= Steven J. Reid =

Steven J. Reid is a historian based at the University of Glasgow where he is Professor of Early Modern Scottish History and Culture.

Reid won the Scottish History Society Rosebery Prize for palaeography in 2007. He gained a PhD in history from the University of St Andrews in 2009.

Reid was Principal Investigator (PI) for the UKRI/AHRC funded project "Bridging the Continental divide: neo-Latin and its cultural role in Jacobean Scotland, as seen in the Delitiae Poetarum Scotorum". His recent work has utilised unpublished sources for Scottish history, including the treasurer's accounts (1580–1603) and a collection of letters sent to George Bowes formerly kept at Streatlam Castle.

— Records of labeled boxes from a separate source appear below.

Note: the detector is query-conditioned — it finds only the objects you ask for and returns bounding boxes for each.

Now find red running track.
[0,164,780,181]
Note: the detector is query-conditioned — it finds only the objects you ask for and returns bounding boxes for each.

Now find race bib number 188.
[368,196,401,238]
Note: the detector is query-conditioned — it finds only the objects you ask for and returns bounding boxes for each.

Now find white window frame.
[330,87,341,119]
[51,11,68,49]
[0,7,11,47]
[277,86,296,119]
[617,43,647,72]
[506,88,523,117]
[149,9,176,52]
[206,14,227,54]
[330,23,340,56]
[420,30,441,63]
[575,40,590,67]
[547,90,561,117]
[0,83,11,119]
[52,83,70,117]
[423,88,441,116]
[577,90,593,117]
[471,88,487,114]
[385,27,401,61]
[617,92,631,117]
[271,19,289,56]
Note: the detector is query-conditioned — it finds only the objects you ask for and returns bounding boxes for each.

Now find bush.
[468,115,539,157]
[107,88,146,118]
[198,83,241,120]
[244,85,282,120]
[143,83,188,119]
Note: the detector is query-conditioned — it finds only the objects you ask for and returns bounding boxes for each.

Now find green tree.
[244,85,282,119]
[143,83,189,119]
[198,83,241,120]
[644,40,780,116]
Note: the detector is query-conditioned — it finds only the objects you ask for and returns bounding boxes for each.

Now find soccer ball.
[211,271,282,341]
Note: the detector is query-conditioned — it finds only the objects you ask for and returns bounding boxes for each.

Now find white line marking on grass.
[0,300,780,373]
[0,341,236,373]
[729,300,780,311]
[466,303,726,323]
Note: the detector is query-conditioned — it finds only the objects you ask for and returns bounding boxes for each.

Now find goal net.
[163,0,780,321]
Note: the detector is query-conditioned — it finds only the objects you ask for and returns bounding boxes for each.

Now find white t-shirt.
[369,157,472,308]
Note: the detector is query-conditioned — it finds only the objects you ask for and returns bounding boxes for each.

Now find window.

== Selected publications ==
- "Family, Performativity and Justice in Early Modern Scotland: Elite Display and the Death of the Fourth Earl of Atholl, 1579", The Scottish Historical Review, 105 (1), no. 267 (April 2026), pp. 1–23.
- "One King and Many: New Perspectives", Alexander Courtney and Michael Questier, James VI and I: Kingship, Government and Religion (Routledge, 2025), pp. 19–43.
- 'Thomas Maitland's "the Consecration of James VI"', in, Rethinking the Renaissance and Reformation in Scotland (Boydell, 2024).
- (ed.) The Afterlife of Mary, Queen of Scots (Edinburgh University Press, 2024).
- The Early Life of James VI, A Long Apprenticeship (Edinburgh: John Donald, 2023).
- (ed.) with Miles Kerr-Peterson, James VI and Noble Power in Scotland: 1578-1603 (Routledge: Abingdon, 2017).
- (ed.) with David McOmish, Neo-Latin Literature and Literary Culture in Early Modern Scotland (Brill, 2017).
- "A Latin Renaissance in Reformation Scotland? Print Trends in Scottish Latin Literature", Scottish Historical Review, 95:240, Part I (April 2016), pp. 1–29.
- Humanism and Calvinism: Andrew Melville and the Universities of Scotland, 1560–1625 (Ashgate: Farnham, 2011).